28.01.21 (Kommentar) Autor:Stefan Hennigfeld

Man darf gespannt sein, wie sich eine digitale Messe entwickeln wird. Natürlich gibt es zahlreiche Online-Konferenzen über alle möglichen Programme und wir können davon ausgehen, dass diese auch über die Dauer der Covid19-Pandemie hinaus zur Anwendung kommen werden. Doch ersetzt das wirklich den persönlichen Kontakt? Möglicherweise möchte sich einer, der in naher Zukunft für die Stadtbahn Chicago Elevated mehrere hundert Rolltreppen ausschreiben muss, im Rahmen einer Messe wie der Innotrans einmal ansehen, was die potentiellen Bieter so im Portfolio haben.

Und da sollte man gerade bei der Berliner einmal gucken, ob die Veranstaltungsorte selbst nicht viel mehr Potential bieten, die ausgestellten Dinge in der Realität zu zeigen. Wenn man mit dem Zug zum Messegelände anreist, und nur die hochrangigsten Eisenbahnfunktionäre werden mit dem Dienstwagen bis ins Messegelände gefahren, dann durchquert man in der Regel eine Unterführung, die nicht nur aussieht wie eine öffentliche Toilette, sondern auch so riecht und entsprechend genutzt wird.

Ekelhafte Aufzüge und dauerkaputte Rolltreppen zeigen den Messebesuchern allenfalls, wie man es nicht macht. Und hier soll man sich jetzt also angucken, welche Dinge man für die eigenen Nahverkehrsbetriebe zu Hause anschafft? Wäre es nicht sinnvoller, sich das als mahnendes Beispiel zu nehmen, wie es nicht werden soll? Gut ist auch, dass man auf dem Messegelände seine Berliner Currywurst oder seinen Kaffee in aller Regel nur mit Euro-Bargeld bezahlen kann.

Die ganze Welt diskutiert über bargeldloses Ticketing, über den Vertrieb im Smartphone oder was auch immer. Doch wenn ein Japaner, US-Amerikaner oder wer auch immer in Berlin ist, muss er sich erst Euro-Bargeld besorgen, bevor er auf dem Messegelände irgendwas kaufen kann.
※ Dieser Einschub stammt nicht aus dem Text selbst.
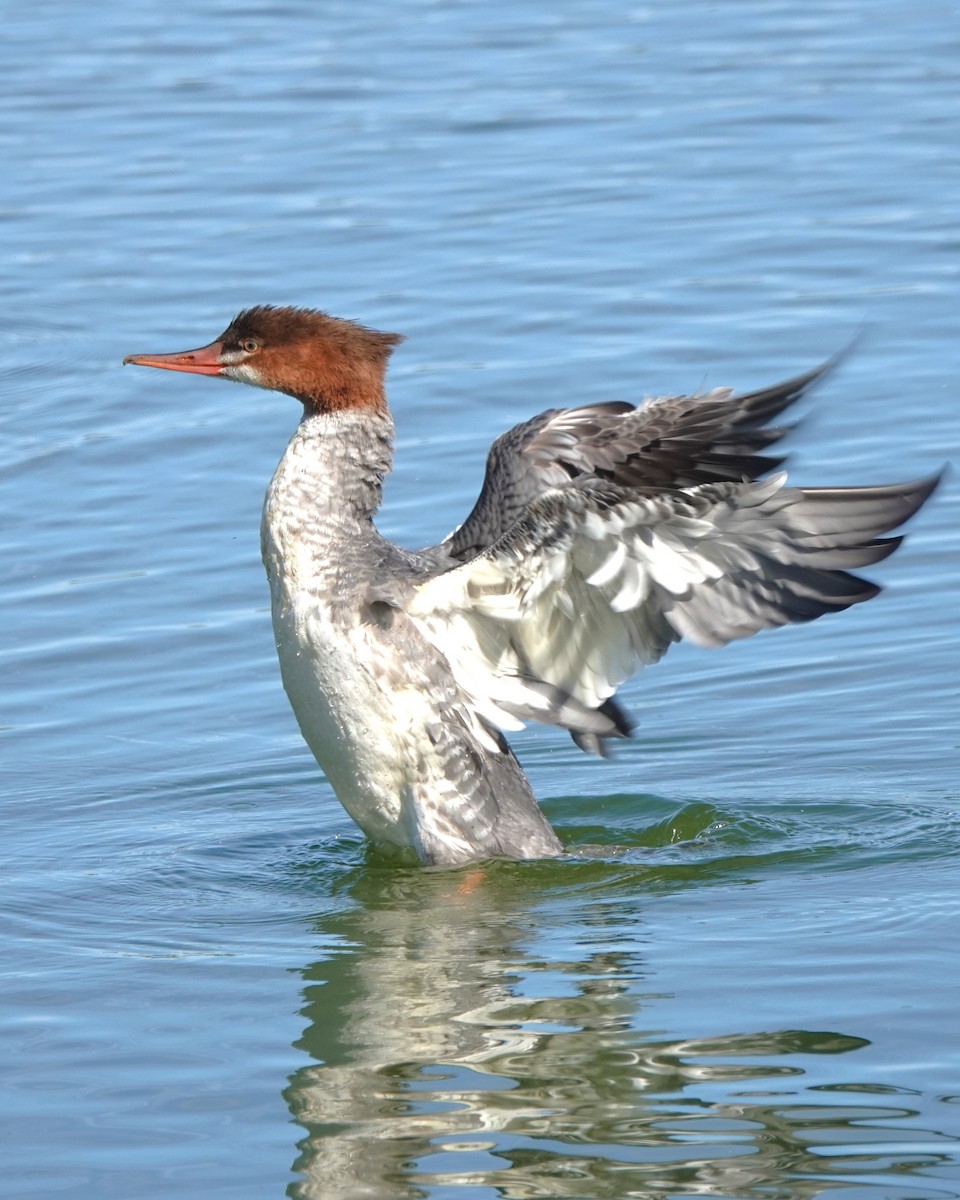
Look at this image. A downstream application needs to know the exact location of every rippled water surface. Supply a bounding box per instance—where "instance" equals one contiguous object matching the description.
[0,0,960,1200]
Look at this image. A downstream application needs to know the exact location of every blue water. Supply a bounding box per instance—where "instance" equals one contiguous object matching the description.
[0,0,960,1200]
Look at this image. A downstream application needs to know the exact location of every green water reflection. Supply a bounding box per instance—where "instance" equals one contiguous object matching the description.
[286,865,956,1200]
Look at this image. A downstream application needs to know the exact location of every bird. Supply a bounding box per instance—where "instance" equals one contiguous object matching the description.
[124,305,938,866]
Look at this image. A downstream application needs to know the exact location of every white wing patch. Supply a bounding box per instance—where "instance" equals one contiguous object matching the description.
[406,474,916,734]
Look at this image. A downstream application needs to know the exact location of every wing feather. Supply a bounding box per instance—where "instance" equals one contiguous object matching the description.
[434,358,838,563]
[404,470,936,748]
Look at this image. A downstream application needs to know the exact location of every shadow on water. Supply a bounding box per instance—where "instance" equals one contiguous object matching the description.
[279,806,956,1200]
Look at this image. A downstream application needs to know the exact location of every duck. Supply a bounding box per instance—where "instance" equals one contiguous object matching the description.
[124,305,938,866]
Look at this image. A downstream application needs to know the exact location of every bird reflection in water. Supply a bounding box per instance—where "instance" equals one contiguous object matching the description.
[277,864,949,1200]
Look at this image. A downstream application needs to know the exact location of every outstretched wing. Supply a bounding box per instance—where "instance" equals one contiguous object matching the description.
[437,359,836,563]
[404,475,936,750]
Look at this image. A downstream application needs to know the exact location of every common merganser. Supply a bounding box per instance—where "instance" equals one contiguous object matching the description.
[124,305,937,864]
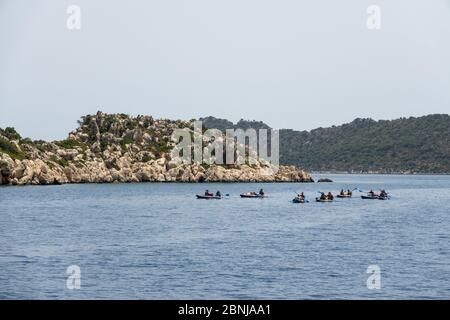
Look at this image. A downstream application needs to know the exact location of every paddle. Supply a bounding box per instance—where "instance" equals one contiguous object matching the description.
[294,191,309,203]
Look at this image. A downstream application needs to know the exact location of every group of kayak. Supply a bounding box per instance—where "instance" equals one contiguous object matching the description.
[196,189,390,203]
[310,190,389,202]
[196,189,266,199]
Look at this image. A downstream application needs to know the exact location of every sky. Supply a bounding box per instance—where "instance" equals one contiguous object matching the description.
[0,0,450,140]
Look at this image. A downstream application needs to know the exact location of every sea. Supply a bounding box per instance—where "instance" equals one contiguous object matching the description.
[0,174,450,299]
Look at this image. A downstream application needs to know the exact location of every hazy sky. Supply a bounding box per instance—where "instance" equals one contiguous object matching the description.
[0,0,450,139]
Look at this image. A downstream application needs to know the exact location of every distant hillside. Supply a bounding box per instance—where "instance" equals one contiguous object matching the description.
[204,114,450,173]
[0,111,312,185]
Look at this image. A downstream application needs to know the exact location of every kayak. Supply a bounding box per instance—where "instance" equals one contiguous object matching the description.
[336,194,352,198]
[292,198,306,203]
[196,194,222,199]
[316,198,333,202]
[361,196,380,200]
[241,193,266,198]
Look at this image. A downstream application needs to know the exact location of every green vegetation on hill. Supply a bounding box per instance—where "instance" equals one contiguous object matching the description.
[203,114,450,173]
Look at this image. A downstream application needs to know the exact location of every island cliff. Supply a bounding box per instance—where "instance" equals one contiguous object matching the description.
[0,112,312,185]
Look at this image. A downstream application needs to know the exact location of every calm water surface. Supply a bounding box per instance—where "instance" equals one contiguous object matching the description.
[0,175,450,299]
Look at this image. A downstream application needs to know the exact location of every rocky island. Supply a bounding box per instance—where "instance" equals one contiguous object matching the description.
[0,111,313,185]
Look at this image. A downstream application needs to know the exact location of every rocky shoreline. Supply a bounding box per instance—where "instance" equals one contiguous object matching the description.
[0,112,313,185]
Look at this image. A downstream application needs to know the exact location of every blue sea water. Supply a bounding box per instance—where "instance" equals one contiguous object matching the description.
[0,175,450,299]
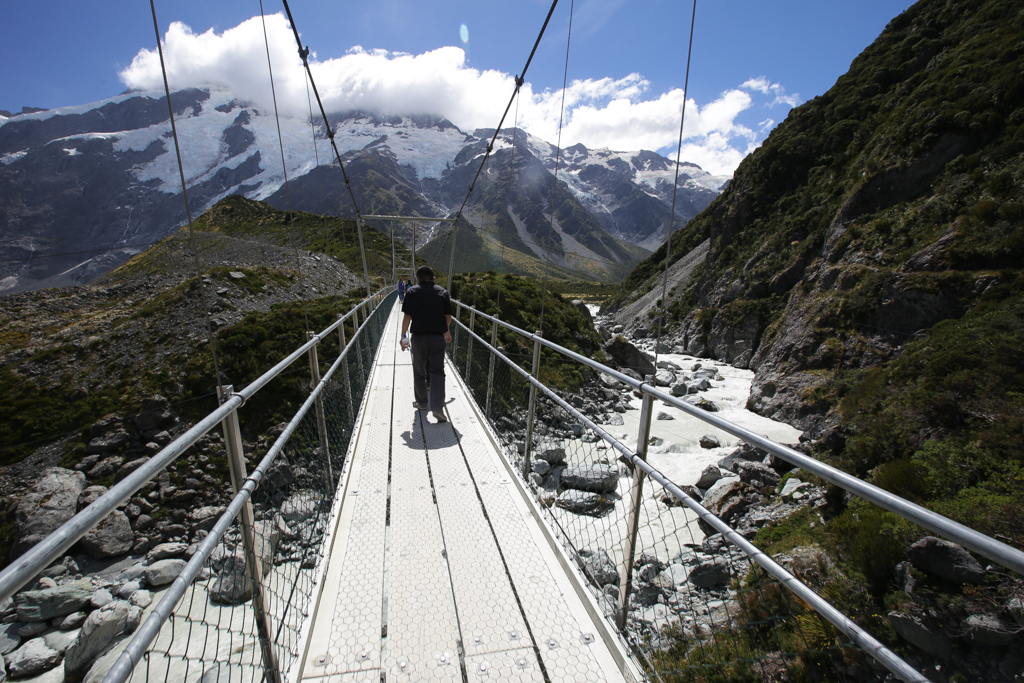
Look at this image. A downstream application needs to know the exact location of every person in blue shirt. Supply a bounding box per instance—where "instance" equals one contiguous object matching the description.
[401,265,454,422]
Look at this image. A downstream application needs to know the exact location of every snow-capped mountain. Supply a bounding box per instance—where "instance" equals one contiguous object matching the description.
[0,89,727,293]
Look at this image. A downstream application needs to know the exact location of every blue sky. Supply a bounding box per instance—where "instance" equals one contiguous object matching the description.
[0,0,910,173]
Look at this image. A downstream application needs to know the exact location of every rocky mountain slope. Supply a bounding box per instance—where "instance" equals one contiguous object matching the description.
[0,89,727,293]
[610,0,1024,680]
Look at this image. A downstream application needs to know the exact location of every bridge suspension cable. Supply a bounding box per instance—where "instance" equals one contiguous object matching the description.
[430,0,558,280]
[282,0,374,297]
[654,0,697,374]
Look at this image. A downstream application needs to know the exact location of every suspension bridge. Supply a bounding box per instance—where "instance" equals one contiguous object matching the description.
[0,2,1024,683]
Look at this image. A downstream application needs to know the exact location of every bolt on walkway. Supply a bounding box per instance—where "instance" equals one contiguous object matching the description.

Wieso spricht man nicht mit den Ausstellern, dass man dann auch an der Würstchenbude zeigen kann, wie die Bezahlung mit dem Smartphone funktioniert?

In den meisten Ländern der Welt kommt man inzwischen mit der elektrischen Bezahlung fast überall weiter, dass man sich erst Geld wechseln muss, ist die Ausnahme geworden. In der Schweiz beispielsweise kann man problemlos selbst an einem Kiosk am Bodensee bargeldlos zahlen – zugegeben, einige Kilometer weiter in Konstanz sieht die Welt ganz anders aus.

Die Berliner Messe jedenfalls zeigt sich auch in diesem Bereich rückständig. Gerade jetzt, wo es endlich gelungen ist, den Berliner Flughafen fertigzubauen und viele Gäste wohl über diesen anreisen, kann man auch in anderen Bereichen erwarten, dass die Bundeshauptstadt zu mehr gut sein will als für ein schlechtes Beispiel.

Man sollte also jetzt die Monate des weitgehenden Betriebsstillstands nutzen und sich vorbereiten auf gleich zwei wichtige Branchenmessen des Jahres 2022. Denn wenn die Welt eines Tages nicht mehr auf die Innotrans schaut, sondern in ein anderes Land zur Weltleitmesse, dann haben wir ein Problem. Die letzten Ausgaben jedenfalls waren alles andere als vorbildlich. Auch Berlin braucht mehr Best-Practice.